Today I’d like to talk about Dear Child by the German author Romy Hausmann. I’m typically not a big ‘psychological thriller’ person, but there’s always an exception to the rule and Dear Child is one. Hausmann is a former TV screen writer turned author and lives in a small cabin in a remote forest in Germany. She has written two books, only one of which, Dear Child, has been translated into English and which won the 2019 Crime Cologne Award honoring a detective novel that has been published in the original German language, is convincing in terms of language, subject matter and psychology and offers exciting entertainment at an outstanding level. Her second novel is Marta is Sleeping and has only been published in Germany.
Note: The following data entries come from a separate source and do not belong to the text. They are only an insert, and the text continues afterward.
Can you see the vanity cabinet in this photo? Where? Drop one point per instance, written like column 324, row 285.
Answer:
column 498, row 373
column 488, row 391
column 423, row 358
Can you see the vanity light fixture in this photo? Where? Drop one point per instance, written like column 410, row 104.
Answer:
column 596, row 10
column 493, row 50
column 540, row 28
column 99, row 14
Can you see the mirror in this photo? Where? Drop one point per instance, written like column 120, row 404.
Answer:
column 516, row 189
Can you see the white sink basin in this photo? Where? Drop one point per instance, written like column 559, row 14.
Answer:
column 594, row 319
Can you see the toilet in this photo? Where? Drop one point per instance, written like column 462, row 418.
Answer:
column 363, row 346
One reviewer said that Dear Child is “…the kind of book you are best not knowing too much about before reading” so I’m not going to say too much about the plot.
4,993 days ago Lena Beck, age 23, disappeared in the early hours of the morning after making a phone call to a friend and was never heard from again. Now, a woman also named Lena, escaped her abductor, only to be hit by a car and taken to the hospital. Alongside her was her daughter Hannah. As the story unfolds, Lena smashed in the head of her unknown abductor to the point he is unrecognizable. She had been imprisoned in an isolated windowless cabin in the woods along with two children, 13-year-old Hannah and her 11-year-old brother Jonathan. The cabin had a system to recycle air. The abductor had total control over their lives, determining times they could use the bathroom, eat meals, study, etc.
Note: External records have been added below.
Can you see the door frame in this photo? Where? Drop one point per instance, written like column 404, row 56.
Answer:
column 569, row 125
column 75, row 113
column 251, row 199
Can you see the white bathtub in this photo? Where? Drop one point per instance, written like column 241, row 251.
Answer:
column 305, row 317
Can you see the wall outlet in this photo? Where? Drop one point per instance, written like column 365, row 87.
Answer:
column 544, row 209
When Lena’s parents, Matthias and Karin are notified by the police of Lena’s accident, they rush to the hospital only to find that the accident victim isn’t their Lena. However, Hannah is the spitting image of their missing daughter at age 13. Eventually, DNA confirms that Hannah is Matthias’ and Karin’s granddaughter. How could Hannah be related to them if Hannah’s mother isn’t their daughter?
The story is told in three voices: Lena as she comes to terms with her freedom but who has not escaped from her ordeal, Hannah who might be on the autism spectrum and whose ‘normal’ is everyone else’s abnormal and who must learn to exist in an entirely new environment and Matthias who has never lost hope that Lena will be found and who must now take care of his granddaughter. All three narrators are hiding something, however, that could help identify the dead man and bring closure to this harrowing nightmare.
The tension, sometimes nail biting, in Dear Child builds throughout. Dear Child is not only a mystery/thriller in the sense we need to identify the unknown abductor, but it is also a psychological study of how people of all ages, teenage Hannah, new adult Lena and middle-aged Matthias react to and recover from deep trauma. Each has their own mechanism to face the truth as they know it. It is also a book about inner strength.
It is interesting to note that, as I said before, the author herself, lives in a remote cabin in the forest.
Dear Child has often been compared to Emma Donoghue’s book Room (which I haven’t read).
If you are looking for something different, something psychological, something intriguing, I’d highly suggest Dear Child by Romy Hausmann. I am anxiously awaiting the publication of Marta is Sleeping in English. And while I wait, I’ve picked up Marked for Revenge, the second book by Emilie Schepp after Marked for Life, which I’ve written about earlier.